Auf diesen Moment hatte die Pharmaindustrie seit Jahren hingearbeitet: Nach all den Skandalen um Urlaubsreisen für Ärzte, iPods für Top-Verordner und kaum getarnte Schmiergeld-Vereinbarungen wollte die Industrie am 30. Juni 2016 ein neues Kapitel im Umgang mit der Öffentlichkeit aufschlagen.

Transparenz solle ab jetzt herrschen, verkündete die Chefin des Verbands Forschender Arzneimittelhersteller, Birgit Fischer, auf einer Pressekonferenz in Berlin. 54 der namhaftesten Pharmakonzerne haben seither ihre Zahlungen an Ärzte veröffentlicht. Das ist grundsätzlich ein Fortschritt.

Aber die Art und Weise, wie die Veröffentlichung erfolgt, diskreditiert das Bemühen vom Start an. Denn die Pharmakonzerne präsentieren die Daten in einer Weise, die klar macht, dass sie am besten keiner lesen soll.

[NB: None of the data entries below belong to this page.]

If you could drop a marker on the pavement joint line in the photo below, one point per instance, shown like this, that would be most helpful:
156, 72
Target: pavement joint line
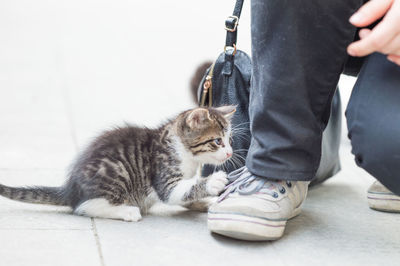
43, 229
96, 236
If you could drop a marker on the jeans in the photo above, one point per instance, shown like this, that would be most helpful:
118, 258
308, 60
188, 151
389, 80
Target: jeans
298, 54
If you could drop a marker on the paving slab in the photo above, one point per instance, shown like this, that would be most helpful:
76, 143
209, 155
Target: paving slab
48, 248
19, 215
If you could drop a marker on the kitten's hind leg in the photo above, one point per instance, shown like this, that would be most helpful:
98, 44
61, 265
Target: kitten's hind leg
101, 208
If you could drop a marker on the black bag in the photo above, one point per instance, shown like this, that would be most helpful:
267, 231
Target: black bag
227, 82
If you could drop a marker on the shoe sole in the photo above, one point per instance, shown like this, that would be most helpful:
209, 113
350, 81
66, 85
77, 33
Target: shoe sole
386, 202
243, 227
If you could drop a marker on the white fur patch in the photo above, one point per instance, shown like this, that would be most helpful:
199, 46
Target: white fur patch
216, 183
101, 208
189, 165
181, 189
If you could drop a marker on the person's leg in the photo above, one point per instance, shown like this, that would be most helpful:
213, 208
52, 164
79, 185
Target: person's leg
298, 52
373, 119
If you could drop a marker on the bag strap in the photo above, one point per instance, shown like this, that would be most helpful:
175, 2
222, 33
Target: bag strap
231, 24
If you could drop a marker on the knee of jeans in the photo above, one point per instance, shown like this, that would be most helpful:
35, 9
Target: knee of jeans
375, 147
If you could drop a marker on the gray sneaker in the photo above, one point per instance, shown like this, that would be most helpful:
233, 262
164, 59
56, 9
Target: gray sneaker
382, 199
254, 208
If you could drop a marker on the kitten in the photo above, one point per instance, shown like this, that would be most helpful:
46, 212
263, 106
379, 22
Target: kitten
125, 171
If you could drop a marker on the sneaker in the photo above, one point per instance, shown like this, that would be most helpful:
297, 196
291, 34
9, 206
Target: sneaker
382, 199
254, 208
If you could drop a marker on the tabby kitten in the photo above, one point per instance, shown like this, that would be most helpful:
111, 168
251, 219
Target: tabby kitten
125, 171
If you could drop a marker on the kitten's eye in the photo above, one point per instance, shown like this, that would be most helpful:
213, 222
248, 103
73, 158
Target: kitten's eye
218, 141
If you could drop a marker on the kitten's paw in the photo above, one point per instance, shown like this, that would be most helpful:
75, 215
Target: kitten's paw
216, 183
130, 214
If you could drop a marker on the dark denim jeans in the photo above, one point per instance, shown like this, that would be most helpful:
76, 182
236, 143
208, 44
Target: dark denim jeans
299, 52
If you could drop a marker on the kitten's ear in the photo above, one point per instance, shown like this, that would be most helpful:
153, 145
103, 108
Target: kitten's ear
197, 116
227, 111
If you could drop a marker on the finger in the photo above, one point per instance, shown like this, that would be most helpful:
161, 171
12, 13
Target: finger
394, 58
370, 12
364, 33
393, 47
383, 33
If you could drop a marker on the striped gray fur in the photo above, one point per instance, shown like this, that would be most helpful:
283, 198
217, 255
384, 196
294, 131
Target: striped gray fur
127, 165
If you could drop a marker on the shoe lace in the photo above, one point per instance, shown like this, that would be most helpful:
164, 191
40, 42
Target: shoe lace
245, 183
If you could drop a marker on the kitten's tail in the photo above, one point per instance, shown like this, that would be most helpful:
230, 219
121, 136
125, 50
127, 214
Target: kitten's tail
39, 195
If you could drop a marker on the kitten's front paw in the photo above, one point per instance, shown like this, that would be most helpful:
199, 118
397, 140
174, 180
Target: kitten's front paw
216, 183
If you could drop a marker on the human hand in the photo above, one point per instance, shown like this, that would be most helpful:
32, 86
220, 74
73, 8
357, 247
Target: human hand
384, 37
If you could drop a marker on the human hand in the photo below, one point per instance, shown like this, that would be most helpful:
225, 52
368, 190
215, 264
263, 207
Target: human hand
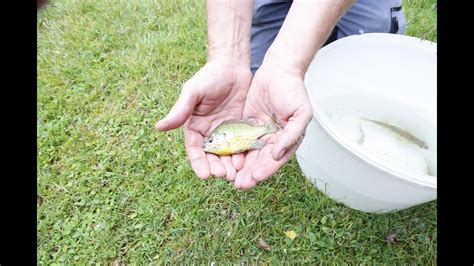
278, 91
215, 93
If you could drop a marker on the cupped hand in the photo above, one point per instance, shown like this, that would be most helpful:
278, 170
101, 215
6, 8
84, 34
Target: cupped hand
217, 92
280, 92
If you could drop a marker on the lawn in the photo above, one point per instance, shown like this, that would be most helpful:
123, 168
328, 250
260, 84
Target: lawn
111, 189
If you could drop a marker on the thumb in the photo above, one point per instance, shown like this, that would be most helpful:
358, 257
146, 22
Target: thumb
292, 133
181, 111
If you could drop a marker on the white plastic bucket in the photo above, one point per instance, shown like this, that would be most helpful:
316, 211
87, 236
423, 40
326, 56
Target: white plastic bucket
381, 76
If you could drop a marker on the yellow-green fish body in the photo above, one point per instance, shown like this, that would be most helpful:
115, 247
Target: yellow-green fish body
235, 136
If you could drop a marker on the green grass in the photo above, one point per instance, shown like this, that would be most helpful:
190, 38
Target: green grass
113, 190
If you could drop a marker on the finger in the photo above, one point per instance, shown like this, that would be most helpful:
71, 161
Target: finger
216, 166
267, 166
291, 133
238, 161
181, 111
243, 179
193, 142
230, 170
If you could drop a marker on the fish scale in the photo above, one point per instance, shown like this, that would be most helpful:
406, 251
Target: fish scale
235, 136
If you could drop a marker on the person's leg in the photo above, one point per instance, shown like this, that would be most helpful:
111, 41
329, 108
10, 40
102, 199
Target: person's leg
268, 16
367, 16
363, 17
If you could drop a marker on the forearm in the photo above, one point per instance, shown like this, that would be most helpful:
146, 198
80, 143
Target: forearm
228, 25
306, 28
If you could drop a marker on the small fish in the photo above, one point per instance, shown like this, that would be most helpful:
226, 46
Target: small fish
402, 133
236, 136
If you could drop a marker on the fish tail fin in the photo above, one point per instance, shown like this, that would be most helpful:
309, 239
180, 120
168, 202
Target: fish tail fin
273, 125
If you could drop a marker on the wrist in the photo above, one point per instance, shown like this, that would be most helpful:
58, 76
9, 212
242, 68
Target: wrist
231, 54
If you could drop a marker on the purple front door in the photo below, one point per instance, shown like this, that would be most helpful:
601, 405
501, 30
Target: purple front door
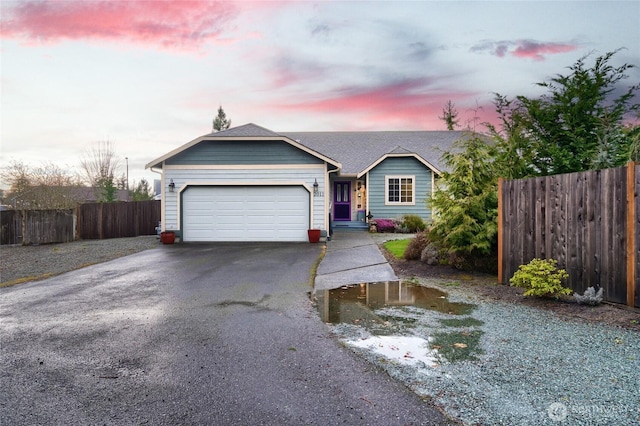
342, 201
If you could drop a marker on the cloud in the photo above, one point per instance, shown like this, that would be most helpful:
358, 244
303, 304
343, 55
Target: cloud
169, 24
407, 104
523, 48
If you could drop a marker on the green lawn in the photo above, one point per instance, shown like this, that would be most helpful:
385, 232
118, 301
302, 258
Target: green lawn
397, 247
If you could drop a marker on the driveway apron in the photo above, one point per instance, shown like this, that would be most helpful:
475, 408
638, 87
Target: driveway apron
219, 334
352, 257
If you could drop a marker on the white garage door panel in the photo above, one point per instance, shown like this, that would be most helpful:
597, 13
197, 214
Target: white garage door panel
245, 213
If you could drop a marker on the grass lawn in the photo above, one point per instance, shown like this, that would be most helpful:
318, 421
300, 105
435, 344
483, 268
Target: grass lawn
397, 247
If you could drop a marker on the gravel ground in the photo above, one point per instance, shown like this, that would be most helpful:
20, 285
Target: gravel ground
529, 367
28, 263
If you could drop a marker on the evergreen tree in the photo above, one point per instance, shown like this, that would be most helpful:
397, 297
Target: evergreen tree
220, 122
449, 115
142, 191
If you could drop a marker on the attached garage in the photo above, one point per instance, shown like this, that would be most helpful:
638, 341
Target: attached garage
245, 213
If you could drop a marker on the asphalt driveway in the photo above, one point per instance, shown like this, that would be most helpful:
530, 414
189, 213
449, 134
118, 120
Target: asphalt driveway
188, 334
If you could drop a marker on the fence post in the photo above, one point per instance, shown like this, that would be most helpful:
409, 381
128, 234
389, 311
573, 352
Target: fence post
500, 240
631, 233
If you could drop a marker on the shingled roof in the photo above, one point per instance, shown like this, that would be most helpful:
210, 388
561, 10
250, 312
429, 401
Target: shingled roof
358, 150
355, 151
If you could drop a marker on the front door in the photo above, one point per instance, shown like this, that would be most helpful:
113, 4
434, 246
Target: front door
342, 201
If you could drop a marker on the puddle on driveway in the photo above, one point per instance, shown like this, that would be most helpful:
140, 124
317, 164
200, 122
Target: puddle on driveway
371, 306
351, 303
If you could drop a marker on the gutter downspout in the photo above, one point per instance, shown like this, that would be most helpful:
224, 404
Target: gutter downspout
327, 191
162, 221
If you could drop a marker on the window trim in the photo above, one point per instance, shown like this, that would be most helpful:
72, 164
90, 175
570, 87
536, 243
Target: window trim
400, 203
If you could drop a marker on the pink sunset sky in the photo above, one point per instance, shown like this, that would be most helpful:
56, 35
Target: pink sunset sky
149, 75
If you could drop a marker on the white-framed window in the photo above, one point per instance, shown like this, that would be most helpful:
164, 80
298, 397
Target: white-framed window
400, 190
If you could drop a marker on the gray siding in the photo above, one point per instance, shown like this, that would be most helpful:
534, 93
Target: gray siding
242, 152
399, 166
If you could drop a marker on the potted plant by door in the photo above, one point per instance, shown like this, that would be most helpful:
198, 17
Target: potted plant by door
314, 235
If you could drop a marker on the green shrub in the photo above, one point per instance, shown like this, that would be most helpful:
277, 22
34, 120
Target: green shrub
416, 246
397, 247
413, 223
541, 277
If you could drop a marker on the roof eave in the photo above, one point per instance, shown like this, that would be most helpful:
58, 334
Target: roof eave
385, 156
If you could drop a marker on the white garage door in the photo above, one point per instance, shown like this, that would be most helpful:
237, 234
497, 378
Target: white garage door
245, 213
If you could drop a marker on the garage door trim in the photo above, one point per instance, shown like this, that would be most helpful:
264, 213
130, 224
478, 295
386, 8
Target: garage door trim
187, 185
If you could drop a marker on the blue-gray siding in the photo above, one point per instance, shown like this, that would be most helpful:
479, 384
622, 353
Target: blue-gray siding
242, 152
399, 166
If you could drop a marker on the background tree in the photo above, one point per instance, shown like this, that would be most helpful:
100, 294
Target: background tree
100, 165
465, 201
579, 124
220, 122
142, 191
449, 115
45, 187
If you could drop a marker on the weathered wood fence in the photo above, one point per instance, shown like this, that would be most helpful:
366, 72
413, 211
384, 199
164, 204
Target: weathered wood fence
87, 221
587, 221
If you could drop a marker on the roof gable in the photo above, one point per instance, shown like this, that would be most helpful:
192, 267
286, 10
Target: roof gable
357, 151
399, 153
247, 132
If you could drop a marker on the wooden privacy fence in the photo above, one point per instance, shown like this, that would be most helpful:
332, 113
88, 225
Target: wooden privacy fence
117, 220
28, 227
587, 221
87, 221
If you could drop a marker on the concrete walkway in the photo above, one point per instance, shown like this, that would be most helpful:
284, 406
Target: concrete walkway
352, 257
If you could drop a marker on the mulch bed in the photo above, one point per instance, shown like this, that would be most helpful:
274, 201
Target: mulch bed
486, 287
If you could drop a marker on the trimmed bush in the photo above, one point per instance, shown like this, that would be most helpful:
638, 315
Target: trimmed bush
413, 223
541, 277
590, 297
416, 246
385, 225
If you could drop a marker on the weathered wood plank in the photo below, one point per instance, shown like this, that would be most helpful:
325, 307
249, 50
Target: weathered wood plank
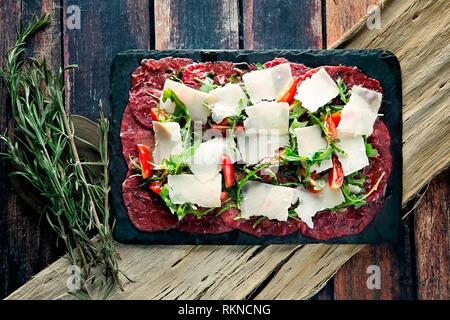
417, 32
282, 24
394, 262
425, 95
307, 271
432, 240
335, 258
107, 27
26, 244
169, 272
196, 24
350, 280
342, 15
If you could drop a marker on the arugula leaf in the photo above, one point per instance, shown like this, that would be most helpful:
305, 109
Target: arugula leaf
356, 200
251, 174
329, 139
258, 220
356, 179
181, 111
297, 110
207, 84
294, 125
175, 78
165, 196
259, 66
238, 117
371, 152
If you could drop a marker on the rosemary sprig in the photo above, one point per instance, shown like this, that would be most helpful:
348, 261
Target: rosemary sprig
42, 147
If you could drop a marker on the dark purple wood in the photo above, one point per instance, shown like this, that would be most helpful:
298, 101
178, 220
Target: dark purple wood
106, 28
27, 245
289, 24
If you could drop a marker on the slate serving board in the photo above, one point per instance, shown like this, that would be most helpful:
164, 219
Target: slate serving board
379, 64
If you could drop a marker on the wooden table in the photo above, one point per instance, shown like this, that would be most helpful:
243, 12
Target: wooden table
415, 268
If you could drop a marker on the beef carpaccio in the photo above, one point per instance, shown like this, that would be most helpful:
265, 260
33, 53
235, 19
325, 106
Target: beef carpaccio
283, 148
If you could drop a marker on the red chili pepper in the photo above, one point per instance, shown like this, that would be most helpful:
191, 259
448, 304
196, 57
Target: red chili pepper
288, 94
157, 114
228, 170
336, 175
310, 188
154, 114
144, 159
336, 117
223, 196
156, 187
331, 127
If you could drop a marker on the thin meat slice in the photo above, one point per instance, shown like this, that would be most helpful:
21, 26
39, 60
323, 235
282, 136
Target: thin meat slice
146, 85
146, 210
298, 69
207, 224
156, 71
131, 134
264, 227
351, 76
351, 221
221, 71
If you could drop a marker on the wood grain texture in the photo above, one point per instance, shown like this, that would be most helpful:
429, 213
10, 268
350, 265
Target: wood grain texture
417, 32
394, 261
26, 243
342, 15
350, 280
107, 27
269, 282
197, 24
231, 272
307, 271
432, 240
288, 24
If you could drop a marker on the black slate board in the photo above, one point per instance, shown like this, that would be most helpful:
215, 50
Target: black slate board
379, 64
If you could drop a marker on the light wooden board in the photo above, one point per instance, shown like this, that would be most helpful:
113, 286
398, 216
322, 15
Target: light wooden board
298, 272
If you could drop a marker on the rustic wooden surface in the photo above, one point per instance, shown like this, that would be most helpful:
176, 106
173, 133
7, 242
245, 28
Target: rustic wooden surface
232, 272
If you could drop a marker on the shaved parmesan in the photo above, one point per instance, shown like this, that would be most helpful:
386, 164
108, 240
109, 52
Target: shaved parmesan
355, 158
187, 188
267, 84
361, 111
228, 99
193, 99
206, 161
255, 147
273, 116
317, 90
262, 199
324, 165
310, 203
168, 140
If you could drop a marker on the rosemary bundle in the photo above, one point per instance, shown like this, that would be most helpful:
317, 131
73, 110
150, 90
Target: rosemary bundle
42, 146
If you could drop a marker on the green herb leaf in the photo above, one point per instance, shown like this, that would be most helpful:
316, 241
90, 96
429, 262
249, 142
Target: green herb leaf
297, 110
371, 152
343, 92
259, 66
207, 85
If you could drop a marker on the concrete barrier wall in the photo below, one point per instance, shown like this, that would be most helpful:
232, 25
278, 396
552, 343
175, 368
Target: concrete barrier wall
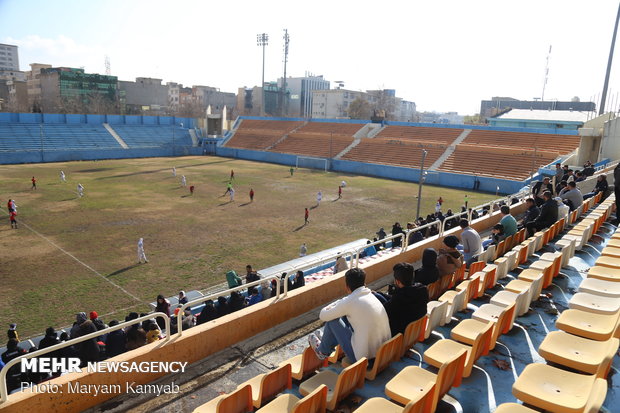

  1. Jedes Unternehmen versteckt seine Zahlungen an Ärzte in PDFs, die in vielen Fällen nicht computerlesbar sind. Die Ärzte sind in diesen Dokumenten häufig nur nach Vornamen sortiert, die Orte, in denen die Praxen liegen, tragen keine Postleitzahlen. Manche Firmen wie Grünenthal verbieten es sogar ausdrücklich, die Daten zu nutzen.
  2. Die Pharmafirmen haben von nicht mal 30 Prozent der Ärzte die Einwilligung erhalten, ihren Namen zu veröffentlichen. Dies liegt auch am mangelnden Engagement mancher Unternehmen. Wie sonst wäre es zu erklären, dass bei GlaxoSmithKline 90 Prozent der Ärzte einverstanden waren mit der Veröffentlichung ihrer Namen, bei Sanofi-Aventis aber nur 16 Prozent? 
  3. Der allergrößte Teil der Zahlungen, die Honorare für die umstrittenen Anwendungsbeobachtungen (AWB) und andere Studien, bleiben auch weiter eine Black Box – die Unternehmen verweigern jede Auskunft, wie viel Geld an welche Ärzte für AWBs floss. Das Argument, dass hiermit Geschäftsgeheimnisse geschützt würden, zieht nicht. Denn alle Kern-Daten über AWBs sind ohnehin bekannt und werden auf der Seite des Bundesinstituts für Arzneimittel und Medizinprodukte (BfArM) veröffentlicht. Einzig die Namen der Ärzte, die dabei mitmachen, bleiben auch künftig im Dunkeln.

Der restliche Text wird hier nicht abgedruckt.